PHOENIX — The showdown between Arizona Public Service and state utility regulator Bob Burns has been put off while he shops for an attorney.

Burns said Thursday he reached a deal of sorts with the power company to give it and its parent, Pinnacle West Capital Corp., more time to produce all the documents he subpoenaed.

That also puts off Burns’ demand that Don Brandt, the chief executive of both companies, submit to questioning under oath next month about political donations and other financial matters.

But Burns said he is getting something out of the deal, too: time to find and hire an attorney.

Burns had thought when he issued the subpoena last month he would have legal help in deciphering the documents he demanded. But his fellow members on the Arizona Corporation Commission vetoed his plans to hire outside counsel.

It was only last week — after APS and Pinnacle West sued to quash the subpoena — that the other regulators reversed course and agreed to let Burns bring on legal help to defend that lawsuit.

Finding a lawyer has been harder than he expected, Burns said. The attorney cannot work for a firm that handles legal matters for either APS or Pinnacle West. Also, the full commission could pull the plug on the attorney’s funding at any time.

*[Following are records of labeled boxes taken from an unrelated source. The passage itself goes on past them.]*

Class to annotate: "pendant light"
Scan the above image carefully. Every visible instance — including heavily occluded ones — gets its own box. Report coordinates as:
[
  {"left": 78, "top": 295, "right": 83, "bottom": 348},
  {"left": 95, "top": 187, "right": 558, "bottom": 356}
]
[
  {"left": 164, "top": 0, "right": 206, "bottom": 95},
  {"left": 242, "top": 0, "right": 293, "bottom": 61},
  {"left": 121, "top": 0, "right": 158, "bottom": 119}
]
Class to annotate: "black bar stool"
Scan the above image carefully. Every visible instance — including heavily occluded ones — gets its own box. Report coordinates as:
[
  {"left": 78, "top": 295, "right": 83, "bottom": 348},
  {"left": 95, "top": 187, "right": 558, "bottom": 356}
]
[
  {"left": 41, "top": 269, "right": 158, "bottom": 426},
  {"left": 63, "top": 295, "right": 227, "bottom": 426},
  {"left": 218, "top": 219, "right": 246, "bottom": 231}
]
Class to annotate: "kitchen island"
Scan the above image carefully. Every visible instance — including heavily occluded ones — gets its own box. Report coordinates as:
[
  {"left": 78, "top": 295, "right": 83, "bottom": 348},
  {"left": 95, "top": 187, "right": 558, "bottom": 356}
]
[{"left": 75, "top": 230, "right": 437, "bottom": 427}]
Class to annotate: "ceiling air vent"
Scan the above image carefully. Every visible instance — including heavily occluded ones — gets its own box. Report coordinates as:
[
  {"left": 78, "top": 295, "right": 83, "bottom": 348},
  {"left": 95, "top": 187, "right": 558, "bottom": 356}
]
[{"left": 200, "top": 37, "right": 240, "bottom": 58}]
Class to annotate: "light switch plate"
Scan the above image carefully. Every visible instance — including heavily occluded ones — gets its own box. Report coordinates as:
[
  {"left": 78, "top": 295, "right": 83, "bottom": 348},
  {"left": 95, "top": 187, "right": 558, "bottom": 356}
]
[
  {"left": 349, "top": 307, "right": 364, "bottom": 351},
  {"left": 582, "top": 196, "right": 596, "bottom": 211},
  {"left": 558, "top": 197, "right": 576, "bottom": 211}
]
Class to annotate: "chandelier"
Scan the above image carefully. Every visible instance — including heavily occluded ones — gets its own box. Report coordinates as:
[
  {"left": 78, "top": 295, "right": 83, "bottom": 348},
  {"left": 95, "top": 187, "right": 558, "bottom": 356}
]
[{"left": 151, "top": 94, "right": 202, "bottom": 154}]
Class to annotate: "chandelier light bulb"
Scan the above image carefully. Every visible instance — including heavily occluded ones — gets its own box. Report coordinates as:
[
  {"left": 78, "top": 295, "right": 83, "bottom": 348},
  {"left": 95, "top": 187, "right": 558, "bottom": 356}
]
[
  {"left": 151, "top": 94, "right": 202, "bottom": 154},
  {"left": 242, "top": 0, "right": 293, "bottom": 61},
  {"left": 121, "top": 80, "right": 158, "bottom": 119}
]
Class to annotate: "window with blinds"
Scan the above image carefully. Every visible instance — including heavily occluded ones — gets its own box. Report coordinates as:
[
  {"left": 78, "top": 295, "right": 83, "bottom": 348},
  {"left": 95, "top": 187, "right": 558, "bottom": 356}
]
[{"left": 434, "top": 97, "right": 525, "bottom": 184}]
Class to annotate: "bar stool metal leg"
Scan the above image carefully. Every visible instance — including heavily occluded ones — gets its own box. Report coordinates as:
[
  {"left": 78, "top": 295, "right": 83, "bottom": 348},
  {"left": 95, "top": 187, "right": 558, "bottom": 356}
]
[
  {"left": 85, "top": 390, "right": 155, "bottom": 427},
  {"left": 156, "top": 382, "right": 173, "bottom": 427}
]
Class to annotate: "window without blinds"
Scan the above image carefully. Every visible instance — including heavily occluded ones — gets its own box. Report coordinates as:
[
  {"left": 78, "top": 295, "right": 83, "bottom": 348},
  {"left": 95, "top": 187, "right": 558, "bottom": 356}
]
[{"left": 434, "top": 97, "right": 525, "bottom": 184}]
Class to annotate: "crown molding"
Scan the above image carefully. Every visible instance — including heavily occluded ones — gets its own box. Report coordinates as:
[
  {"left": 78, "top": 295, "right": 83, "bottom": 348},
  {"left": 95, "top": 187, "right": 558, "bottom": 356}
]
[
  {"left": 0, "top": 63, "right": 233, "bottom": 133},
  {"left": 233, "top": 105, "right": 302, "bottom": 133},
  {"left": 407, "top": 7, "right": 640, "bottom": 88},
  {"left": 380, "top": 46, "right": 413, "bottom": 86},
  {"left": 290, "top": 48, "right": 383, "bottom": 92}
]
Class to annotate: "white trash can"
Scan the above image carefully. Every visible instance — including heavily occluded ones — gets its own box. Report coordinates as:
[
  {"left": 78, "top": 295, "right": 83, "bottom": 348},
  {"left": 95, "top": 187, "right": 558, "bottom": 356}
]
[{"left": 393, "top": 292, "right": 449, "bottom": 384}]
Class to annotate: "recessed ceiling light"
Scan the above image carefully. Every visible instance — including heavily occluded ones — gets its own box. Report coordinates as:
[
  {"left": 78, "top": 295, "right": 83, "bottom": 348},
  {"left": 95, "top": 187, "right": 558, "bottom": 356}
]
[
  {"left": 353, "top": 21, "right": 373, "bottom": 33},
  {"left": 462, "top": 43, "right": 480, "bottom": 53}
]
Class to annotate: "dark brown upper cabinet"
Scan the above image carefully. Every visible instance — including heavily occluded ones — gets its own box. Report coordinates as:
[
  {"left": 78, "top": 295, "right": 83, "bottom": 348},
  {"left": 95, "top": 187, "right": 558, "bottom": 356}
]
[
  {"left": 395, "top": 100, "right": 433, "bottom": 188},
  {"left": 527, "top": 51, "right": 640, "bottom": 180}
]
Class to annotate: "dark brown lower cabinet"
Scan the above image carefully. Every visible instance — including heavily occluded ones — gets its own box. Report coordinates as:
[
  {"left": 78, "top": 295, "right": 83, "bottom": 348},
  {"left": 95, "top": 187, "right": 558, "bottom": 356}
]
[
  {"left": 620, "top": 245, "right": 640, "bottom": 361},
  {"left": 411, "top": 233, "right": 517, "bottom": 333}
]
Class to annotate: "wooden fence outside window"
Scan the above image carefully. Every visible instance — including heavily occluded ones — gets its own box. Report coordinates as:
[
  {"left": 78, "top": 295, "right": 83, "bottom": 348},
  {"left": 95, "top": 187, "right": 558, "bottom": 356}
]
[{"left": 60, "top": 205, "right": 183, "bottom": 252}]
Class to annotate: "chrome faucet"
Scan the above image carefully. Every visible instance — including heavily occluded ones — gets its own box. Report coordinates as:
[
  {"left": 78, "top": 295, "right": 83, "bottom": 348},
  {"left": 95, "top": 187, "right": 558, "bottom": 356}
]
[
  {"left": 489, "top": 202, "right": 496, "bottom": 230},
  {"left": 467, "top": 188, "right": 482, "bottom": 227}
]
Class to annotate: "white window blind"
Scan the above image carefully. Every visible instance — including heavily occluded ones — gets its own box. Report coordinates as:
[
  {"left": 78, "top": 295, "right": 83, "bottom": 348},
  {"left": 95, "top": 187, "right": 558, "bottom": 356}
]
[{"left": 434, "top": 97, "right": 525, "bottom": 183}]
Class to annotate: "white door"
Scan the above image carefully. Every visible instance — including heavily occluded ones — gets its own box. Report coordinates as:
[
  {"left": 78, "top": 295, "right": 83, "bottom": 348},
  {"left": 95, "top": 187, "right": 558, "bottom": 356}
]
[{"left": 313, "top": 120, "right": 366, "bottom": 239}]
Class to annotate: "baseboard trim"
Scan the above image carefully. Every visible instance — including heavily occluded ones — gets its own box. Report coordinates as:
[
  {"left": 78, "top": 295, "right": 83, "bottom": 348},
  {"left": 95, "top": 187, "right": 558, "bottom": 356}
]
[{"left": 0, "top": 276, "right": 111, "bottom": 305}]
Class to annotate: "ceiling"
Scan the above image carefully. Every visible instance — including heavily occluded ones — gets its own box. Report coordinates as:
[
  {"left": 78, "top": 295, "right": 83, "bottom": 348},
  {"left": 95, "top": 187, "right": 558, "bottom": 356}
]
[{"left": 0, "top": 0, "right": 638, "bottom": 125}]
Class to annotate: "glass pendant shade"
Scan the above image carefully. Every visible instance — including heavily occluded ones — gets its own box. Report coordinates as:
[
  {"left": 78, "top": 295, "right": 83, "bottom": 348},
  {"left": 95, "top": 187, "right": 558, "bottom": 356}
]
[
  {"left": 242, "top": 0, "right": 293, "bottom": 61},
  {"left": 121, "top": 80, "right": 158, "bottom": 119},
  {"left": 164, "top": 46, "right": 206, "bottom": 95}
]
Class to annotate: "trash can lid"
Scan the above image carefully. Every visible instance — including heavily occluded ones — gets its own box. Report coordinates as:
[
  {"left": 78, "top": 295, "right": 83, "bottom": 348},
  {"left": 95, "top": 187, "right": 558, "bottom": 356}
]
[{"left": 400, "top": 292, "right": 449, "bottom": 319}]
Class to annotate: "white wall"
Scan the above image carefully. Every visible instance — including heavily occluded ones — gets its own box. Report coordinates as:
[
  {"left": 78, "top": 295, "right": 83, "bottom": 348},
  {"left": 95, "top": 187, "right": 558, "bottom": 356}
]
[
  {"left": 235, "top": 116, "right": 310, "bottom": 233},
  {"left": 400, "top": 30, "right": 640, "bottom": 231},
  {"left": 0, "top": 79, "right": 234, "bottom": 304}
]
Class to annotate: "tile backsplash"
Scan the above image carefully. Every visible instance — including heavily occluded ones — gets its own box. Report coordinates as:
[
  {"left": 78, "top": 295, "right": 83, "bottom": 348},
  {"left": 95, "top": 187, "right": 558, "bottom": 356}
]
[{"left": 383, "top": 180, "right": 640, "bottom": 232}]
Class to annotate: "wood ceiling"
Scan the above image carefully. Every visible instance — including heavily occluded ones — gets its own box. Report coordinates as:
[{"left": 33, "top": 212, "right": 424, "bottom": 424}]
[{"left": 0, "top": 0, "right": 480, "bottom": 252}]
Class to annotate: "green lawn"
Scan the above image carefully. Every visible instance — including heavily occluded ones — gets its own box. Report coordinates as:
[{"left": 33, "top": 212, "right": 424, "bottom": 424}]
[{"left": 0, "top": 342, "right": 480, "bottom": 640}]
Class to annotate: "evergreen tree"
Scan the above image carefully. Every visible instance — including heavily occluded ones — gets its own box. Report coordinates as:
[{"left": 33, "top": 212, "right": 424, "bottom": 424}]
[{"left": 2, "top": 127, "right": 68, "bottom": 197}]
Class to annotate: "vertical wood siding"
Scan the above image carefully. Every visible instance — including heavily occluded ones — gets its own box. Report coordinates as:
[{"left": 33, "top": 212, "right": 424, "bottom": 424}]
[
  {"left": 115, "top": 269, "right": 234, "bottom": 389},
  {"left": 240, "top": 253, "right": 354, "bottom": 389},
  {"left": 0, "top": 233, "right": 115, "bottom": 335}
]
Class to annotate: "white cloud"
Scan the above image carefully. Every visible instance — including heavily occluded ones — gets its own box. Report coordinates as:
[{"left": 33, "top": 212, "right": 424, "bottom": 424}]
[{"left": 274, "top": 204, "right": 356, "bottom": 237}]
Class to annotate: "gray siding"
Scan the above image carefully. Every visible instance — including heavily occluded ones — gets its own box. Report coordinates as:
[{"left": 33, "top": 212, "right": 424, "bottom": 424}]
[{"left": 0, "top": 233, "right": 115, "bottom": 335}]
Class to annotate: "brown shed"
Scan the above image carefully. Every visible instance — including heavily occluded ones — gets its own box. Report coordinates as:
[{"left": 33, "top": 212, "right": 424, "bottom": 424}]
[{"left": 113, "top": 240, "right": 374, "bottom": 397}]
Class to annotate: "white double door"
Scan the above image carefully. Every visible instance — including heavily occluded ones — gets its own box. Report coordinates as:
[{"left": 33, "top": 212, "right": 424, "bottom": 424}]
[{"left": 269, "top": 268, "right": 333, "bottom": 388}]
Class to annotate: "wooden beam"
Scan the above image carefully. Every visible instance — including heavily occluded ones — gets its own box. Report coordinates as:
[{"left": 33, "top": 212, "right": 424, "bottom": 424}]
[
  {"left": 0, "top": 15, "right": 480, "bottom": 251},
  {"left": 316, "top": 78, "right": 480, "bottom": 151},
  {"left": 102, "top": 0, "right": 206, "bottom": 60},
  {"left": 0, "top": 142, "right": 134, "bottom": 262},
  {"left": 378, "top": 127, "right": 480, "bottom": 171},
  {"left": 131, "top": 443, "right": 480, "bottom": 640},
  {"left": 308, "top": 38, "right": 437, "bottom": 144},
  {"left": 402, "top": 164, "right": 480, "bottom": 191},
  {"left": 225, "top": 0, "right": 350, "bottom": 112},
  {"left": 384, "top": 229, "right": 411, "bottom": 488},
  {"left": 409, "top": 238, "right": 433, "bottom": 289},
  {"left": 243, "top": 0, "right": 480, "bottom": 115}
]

The other regulators have said they did not want the fight with the state’s largest electric utility over its books to become a financial drain.

Commission Chairman Doug Little said the utility has suggested it would go all the way to the U.S. Supreme Court to defend what it says is its First Amendment right not to disclose its political donations. He worries the state could be on the hook for a seven-digit fee for its own attorney and the cost of the APS legal team if the utility won.

Burns is focusing on APS and Pinnacle West after a spokesman refused to deny that either was the source of some of the $3.2 million in anonymous donations that went into the 2014 commission election.